Both presidents George Bush had the good sense not to fall for this nonsense, whatever else they may have done. Perhaps this is because both were fighter pilots, Bush Snr during World War Two and Bush Jr in the Texas National Guard. Modern coalition and joint warfare is no place for service chauvinism and branch one-upmanship. As Horner points out, joint headquarters and coalitions nowadays fight wars, not services. There is no room for doctrine or jingo-talk that suggests otherwise.
“The doctrinaire advocates of airpower believe, as an article of faith that destroying the “controlling centres” of an enemy nation will render the enemy impotent and helpless, no matter how powerful his forces in the field. The doctrinaire advocates of land power conceive of air only as flexible longer-range artillery, really useful only against those same enemy forces in the field. The reality does not so much lie in between as it varies with the demands of the situation,” Clancy writes. “There is a further debate among airpower intelligentsia about whether the attack should be aimed at destroying an enemy’s means (his military forces and the various facilities that allow him to make war) or his will (his determination to resist). The extremists on both sides hold that if you do one, then you don`t need to do the other. Both are wrong,” Clancy adds. “Attacking an enemy’s will can pay big dividends, but it is hard to know exactly how to do it. Bombing cities into dust sometimes works, as does targeting his military capabilities, but both are costly and have many drawbacks; so the theorists can debate in their ivory towers until they run out of words. In Desert Storm, coalition air forces attempted to destroy the will of Iraq by bombing leadership targets in Baghdad, but these attacks failed miserably to degrade Iraq`s determination to resist. Why? Because coalition air commanders did not know what constituted the sources and strength of Saddam’s (Hussein) will.”

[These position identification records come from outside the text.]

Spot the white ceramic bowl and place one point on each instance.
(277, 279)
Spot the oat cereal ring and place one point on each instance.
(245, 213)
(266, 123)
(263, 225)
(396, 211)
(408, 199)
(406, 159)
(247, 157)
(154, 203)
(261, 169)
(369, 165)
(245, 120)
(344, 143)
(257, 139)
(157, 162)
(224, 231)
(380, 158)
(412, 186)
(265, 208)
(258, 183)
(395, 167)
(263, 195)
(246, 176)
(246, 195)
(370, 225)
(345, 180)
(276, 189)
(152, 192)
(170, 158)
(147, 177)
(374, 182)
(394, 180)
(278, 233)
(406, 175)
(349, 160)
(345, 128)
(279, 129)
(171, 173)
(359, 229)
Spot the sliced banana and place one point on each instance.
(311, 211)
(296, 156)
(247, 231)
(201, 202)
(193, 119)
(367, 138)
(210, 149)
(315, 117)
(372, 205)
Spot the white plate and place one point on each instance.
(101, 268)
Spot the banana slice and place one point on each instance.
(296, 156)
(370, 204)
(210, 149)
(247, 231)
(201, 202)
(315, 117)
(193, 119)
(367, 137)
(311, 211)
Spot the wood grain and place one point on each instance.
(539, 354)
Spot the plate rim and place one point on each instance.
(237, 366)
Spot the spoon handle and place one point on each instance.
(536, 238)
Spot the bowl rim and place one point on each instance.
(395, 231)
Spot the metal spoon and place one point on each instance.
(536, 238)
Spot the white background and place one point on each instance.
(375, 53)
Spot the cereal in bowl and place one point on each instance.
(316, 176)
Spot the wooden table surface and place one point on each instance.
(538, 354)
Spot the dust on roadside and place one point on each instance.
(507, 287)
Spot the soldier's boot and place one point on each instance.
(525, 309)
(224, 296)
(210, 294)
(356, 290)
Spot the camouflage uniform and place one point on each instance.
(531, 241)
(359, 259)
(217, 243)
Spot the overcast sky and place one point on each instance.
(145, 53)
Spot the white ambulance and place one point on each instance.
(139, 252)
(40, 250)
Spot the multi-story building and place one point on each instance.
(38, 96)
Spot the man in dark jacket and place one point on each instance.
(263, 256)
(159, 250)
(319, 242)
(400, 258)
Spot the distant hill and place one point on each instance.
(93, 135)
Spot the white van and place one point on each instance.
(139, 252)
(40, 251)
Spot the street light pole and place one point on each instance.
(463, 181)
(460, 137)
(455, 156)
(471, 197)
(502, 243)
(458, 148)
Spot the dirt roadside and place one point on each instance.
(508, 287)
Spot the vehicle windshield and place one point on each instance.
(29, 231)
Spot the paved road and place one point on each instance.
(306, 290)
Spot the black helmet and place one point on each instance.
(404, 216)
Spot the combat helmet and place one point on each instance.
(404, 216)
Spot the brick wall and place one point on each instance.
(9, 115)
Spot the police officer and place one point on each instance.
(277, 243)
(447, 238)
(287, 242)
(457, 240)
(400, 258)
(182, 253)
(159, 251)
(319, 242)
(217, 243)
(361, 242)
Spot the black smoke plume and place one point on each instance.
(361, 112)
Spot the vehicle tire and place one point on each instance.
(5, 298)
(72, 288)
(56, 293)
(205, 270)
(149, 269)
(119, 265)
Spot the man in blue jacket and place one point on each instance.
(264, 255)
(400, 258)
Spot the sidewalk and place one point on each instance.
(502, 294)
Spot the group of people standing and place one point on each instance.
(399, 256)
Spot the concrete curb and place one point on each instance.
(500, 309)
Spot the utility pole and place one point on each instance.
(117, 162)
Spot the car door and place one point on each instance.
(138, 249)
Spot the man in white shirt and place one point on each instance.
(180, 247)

Hastings records it was no better during World War Two. Britain totally misread the Germans. They imagined German society and industry to be highly militarised. The reverse was true. “Because he (Adolf Hitler) regarded war as an instrument of policy to be use and discarded as a matter of short-term expediency, he sought to employ the minimum (Hastings` emphasis) possible economic resources to enable the Wehrmacht and Luftwaffe to achieve a given objective…” As a result there was, as late as 1943, an enormous slack capacity in the economy that could be diverted from consumer production Nearly a million-and-a-half people were still employed as domestic servants and six million more in consumer and service industries. Another myth swallowed whole by the British, and still widely believed by the public to this day, was that of the efficiency of the German war machine. A more disorganised lot would be difficult to imagine. The truth of the German war economy was not that some all-powerful entity was in charge, but that no one was in over-all charge. Hitler practiced divide-and-rule among his major and minor henchmen till the day he died. “The ceaseless struggle for personal power among the Nazi leaders precluded the much more coordinated economic controls and policies adopted as a matter of course in Britain and America,” Hastings wrote.        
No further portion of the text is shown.